Un peu plus tard, elle apprit que le Grand-Louis reprenait ses habitudes des jours de famine : il rôdait maintenant sur la côte aux heures où les barques mettent à la voile et sautait dans la première venue. Comme il n’y avait pas meilleur marin que lui, on lui donnait une bourrade amicale, et on se serrait pour lui faire place. Au retour, après la soupe de poisson du bord, au lieu de se sauver comme jadis une fois sa faim satisfaite, il attendait sans rien dire qu’on vidât les nasses, et recevait sa part de pêche.

Un jour, il arriva à la lande dans un état de bouleversement extraordinaire.

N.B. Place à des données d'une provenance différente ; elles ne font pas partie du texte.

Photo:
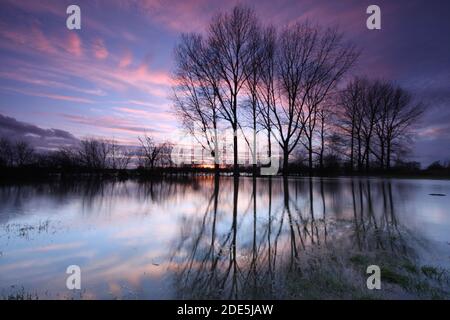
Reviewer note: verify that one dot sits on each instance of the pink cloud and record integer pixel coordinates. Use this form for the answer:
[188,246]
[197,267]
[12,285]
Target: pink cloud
[47,95]
[99,49]
[74,44]
[126,60]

Ses yeux lançaient des éclairs, ses fortes lèvres tremblaient.

Elle ne l’avait jamais vu ainsi. Ce qui frappait chez cet homme était au contraire un calme et une douceur qui mettaient un rampart de dignité autour de sa déchéance.

Il montrait son panier vide et les explica­tions qu’il tentait de donner se traduisaient par des cris inarticulés pénibles à entendre.

Elle fit de son mieux pour le calmer. Mais elle sentit pour la première fois une force révoltée et massive sur laquelle sa douceur n’avait pas de prise.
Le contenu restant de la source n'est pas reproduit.